Opinião

Quanto vale a marca Centeno?

Fotografia: REUTERS/Francois Lenoir
Fotografia: REUTERS/Francois Lenoir

Qualquer um de nós possui uma marca pessoal – pode é geri-la ou não de forma efetiva

Na sociedade competitiva de hoje as marcas assumem uma enorme relevância, funcionando como fatores de diferenciação. Nesse sentido, são verdadeiros ativos na medida em que valorizam os produtos e serviços para além da sua qualidade intrínseca. O valor de uma marca depende essencialmente de três aspetos: da sua notoriedade, da imagem que possui no mercado e do envolvimento – tanto funcional como emocional – que alcança junto dos clientes e outros stakeholders.

No entanto, não são apenas as empresas que têm de gerir marcas. Também os profissionais devem procurar diferenciar-se dos seus pares através de estratégias de marketing pessoal que, assegurando-lhes um posicionamento distintivo no mercado, potenciem o êxito profissional e o equilíbrio enquanto indivíduos.

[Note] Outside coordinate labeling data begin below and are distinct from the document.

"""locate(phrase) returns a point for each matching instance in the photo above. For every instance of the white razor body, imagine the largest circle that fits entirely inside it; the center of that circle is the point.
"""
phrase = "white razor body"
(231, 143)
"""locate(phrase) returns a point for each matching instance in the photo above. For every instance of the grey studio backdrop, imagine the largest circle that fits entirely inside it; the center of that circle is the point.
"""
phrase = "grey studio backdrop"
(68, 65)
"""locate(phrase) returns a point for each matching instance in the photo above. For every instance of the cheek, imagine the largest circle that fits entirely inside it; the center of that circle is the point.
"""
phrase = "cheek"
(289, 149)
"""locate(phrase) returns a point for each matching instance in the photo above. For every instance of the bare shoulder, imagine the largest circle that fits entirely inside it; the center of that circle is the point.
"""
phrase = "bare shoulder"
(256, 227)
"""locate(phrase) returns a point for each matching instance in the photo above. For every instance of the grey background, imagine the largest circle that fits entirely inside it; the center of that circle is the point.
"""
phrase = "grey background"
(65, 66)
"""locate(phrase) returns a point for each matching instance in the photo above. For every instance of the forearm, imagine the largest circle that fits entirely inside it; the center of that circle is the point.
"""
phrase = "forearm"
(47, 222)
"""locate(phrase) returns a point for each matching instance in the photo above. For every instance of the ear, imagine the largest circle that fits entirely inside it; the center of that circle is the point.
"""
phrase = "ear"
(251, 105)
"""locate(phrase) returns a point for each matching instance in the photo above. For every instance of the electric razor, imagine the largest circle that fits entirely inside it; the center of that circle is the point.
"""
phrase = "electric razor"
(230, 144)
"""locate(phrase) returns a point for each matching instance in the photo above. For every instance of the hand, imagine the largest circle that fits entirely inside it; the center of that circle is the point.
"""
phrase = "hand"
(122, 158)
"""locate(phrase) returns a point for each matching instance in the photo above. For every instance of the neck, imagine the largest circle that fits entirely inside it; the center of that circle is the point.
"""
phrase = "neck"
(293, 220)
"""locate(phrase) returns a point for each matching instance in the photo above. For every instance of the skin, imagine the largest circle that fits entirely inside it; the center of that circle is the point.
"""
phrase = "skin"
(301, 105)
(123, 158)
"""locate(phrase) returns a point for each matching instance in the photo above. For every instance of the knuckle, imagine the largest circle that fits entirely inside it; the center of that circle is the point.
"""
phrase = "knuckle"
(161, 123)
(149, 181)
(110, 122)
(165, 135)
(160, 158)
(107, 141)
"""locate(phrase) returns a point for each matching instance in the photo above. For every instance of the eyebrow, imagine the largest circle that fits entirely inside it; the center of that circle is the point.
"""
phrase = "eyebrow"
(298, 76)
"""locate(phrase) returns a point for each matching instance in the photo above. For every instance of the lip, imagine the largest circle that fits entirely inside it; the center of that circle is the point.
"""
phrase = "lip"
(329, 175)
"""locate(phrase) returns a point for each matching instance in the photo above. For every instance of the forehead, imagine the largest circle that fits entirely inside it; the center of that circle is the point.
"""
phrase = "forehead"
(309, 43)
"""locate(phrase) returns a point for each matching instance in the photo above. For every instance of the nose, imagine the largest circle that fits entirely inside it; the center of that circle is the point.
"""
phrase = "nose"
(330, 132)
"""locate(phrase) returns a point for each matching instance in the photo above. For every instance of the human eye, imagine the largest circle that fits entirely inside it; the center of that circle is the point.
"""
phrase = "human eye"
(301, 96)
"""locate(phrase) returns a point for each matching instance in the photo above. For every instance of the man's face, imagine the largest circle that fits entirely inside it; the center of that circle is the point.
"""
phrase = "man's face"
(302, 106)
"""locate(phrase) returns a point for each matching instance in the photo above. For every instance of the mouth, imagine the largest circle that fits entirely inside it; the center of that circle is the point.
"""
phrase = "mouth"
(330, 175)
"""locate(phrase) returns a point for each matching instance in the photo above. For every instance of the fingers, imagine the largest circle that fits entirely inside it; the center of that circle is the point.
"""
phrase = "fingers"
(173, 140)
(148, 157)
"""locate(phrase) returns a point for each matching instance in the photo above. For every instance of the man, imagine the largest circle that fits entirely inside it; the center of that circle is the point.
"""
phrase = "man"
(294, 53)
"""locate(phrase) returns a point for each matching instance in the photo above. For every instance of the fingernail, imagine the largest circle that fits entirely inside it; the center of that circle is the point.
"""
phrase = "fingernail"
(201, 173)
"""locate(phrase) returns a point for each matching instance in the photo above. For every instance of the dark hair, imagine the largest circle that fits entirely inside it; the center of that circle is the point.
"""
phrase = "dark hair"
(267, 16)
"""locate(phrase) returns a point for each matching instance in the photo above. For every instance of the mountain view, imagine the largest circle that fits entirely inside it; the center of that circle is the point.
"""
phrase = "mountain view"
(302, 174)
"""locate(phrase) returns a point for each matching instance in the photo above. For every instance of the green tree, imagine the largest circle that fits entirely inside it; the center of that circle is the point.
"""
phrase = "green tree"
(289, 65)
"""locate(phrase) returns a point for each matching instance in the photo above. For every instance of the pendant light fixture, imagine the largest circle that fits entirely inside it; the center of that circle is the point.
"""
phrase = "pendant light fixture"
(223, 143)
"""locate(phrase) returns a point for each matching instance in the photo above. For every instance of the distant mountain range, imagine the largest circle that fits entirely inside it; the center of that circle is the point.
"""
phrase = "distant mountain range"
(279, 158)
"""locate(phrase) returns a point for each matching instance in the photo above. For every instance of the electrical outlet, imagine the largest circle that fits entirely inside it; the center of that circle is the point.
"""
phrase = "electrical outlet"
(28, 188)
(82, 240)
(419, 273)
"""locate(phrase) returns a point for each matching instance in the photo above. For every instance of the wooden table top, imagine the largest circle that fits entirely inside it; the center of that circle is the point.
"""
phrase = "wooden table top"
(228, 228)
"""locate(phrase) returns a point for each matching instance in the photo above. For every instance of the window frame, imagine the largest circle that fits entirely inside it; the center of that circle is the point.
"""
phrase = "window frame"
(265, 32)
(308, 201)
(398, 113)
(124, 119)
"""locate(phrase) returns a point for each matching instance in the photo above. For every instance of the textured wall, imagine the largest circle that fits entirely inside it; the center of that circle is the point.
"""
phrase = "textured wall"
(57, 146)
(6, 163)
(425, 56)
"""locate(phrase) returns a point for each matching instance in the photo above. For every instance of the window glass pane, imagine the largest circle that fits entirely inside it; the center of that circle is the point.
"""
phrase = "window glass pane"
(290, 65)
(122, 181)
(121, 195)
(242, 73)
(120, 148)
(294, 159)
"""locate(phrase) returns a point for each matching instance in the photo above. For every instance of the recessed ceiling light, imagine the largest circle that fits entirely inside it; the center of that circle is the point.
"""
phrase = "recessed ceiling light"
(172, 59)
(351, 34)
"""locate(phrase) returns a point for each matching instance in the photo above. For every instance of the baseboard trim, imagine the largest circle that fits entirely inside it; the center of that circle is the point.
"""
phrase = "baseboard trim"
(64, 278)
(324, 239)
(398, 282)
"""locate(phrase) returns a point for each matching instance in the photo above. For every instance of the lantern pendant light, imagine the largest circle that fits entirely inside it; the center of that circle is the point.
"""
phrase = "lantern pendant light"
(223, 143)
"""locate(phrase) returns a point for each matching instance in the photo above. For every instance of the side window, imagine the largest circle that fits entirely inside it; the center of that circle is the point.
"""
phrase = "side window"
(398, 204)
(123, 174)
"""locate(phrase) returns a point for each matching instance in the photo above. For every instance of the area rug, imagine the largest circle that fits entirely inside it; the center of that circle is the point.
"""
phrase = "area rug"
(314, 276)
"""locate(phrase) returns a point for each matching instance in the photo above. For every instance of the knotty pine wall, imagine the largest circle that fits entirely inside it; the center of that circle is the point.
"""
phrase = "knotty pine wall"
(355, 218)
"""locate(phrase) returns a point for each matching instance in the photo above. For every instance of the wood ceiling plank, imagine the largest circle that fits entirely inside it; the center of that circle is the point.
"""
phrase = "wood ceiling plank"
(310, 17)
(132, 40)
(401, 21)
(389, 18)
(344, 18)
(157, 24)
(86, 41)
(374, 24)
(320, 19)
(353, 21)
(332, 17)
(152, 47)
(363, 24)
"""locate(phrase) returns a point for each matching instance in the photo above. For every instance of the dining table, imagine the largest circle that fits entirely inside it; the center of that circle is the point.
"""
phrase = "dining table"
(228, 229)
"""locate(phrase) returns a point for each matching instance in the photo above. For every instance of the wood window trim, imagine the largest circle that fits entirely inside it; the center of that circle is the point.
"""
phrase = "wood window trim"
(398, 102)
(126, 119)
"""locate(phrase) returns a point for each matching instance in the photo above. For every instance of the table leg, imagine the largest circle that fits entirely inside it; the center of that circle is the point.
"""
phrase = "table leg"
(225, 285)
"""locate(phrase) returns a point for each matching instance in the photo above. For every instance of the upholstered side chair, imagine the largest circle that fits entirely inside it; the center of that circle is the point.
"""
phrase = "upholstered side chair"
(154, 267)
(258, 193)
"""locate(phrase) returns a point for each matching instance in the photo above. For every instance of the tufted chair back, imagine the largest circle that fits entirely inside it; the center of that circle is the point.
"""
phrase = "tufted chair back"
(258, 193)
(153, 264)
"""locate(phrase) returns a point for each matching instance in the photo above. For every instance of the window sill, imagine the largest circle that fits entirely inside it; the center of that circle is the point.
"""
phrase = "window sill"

Qualquer um de nós possui uma marca pessoal – pode é geri-la ou não de forma efetiva. O impacto mediático e o sucesso são sem dúvida potenciadores do valor da marca pessoal. É por isso que não tenho dúvidas em afirmar que Oprah Winfrey e Richard Branson são marcas fortíssimas, tal como, aliás, acontece com Siza Vieira ou José Mourinho.

O mesmo se aplica à área política. Quanto vale, por exemplo, a marca Mário Centeno? Sem pretender banalizar a questão utilizando o marketing de forma abusiva, a resposta àquela pergunta começa pela identificação dos “segmentos de mercado” em que o ministro das Finanças atua. E, duma forma clara, são essencialmente dois: o interno e o externo.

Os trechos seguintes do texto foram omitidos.